Its a bit of a mish mash of your manual exit system, and a bit of Nick Radge (from the latest episode of chat with traders podcast) where he talks about (equities) using a “dynamic” trailing stop loss. This is what he calls a “regime” filter where if the overall stock market is moving against the trend of the trade, the stoploss starts to tighten up, while still leaving just a little bit of room in case the outcome changes.
What alternative tool would you use in place of ADX? I tried bollinger bandwidth ratio for a while with mixed results. Maybe just a simple RSI, is that kind of what you mean?
I take your point re: optimisation. Maybe I will give up the idea of having a strategy that works on “everything” and just go for one that works more strongly on one or two things. I suppose it was a bit of a silver bullet mindset. Thanks again for your reply, I always get alot out of what you write.
Actually I wouldn’t advocate any off-chart indicator or Bollinger Bands for any purpose - I think they’ve been sucking traders down rabbit-holes for years. But if you find your strategy absolutely demands an indicator to improve its performance (no indicator can make a strategy) it must be the right one, it must earn its place on the screen and there must be no more direct way to resolve the issue. By direct way I mean by studying price.
But I like the idea of a dynamic SL. And I think its perfectly good to start with a wide initial SL and then narrow it down according to price action after opening the trade.
I’ve been thinking alot about this comment. I understand that all indicators are derived from price action and by their nature are usually either lagging, or leading and so more prone to fakeouts.

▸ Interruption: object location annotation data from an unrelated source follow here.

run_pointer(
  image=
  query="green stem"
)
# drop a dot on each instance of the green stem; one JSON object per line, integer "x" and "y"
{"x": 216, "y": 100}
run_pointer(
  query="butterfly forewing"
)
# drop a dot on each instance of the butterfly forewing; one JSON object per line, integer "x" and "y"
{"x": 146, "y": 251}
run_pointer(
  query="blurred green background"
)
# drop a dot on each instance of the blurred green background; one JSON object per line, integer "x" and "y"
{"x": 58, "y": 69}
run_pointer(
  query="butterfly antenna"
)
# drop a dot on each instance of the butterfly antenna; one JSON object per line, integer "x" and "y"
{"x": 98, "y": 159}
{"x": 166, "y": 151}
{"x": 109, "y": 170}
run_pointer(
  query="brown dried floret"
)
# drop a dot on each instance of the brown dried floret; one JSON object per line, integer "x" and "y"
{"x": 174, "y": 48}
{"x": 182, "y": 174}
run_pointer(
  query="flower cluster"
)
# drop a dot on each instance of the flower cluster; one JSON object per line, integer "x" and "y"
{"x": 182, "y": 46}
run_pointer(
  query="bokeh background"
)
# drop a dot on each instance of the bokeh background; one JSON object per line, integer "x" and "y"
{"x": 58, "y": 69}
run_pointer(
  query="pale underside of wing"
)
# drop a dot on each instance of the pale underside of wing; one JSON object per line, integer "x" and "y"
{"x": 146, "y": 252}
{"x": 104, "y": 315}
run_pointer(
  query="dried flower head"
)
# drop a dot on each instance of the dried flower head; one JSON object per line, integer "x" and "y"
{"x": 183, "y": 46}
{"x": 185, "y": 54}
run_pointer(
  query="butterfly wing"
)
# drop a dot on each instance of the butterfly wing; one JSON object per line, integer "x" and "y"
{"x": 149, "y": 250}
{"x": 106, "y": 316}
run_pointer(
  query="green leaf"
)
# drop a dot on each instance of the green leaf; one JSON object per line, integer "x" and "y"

I wanted an indicator which would show me when a market was trending or ranging. I chose ADX because of the babypips lessons. It lagged too much that I was missing trends so I halved the time window input. While all this had been going on I’ve been trying to make an effort to start reading and predicting price action based off what I’ve been learning, trying to look through the indicators a bit.
My previous reasoning had been: If the ADX keeps me out of x% of the ranging market trades I would have been lured into, then great, its done its job. This seems like an all upside decision. But today I start to see that actually it also keeps me out of trades I should have gotten into, so perhaps there is a trade off there that might not be worth it, forming a crutch.
I suppose I could backtest a year on a pair with my current system, then go and do something else for a week or so, then come back and see if I can beat the system myself reading purely price action. Then maybe we might see.
Do you mind me asking how much weight you give to reading volume also?
Edit: nevermind I just found your thread, I will read that.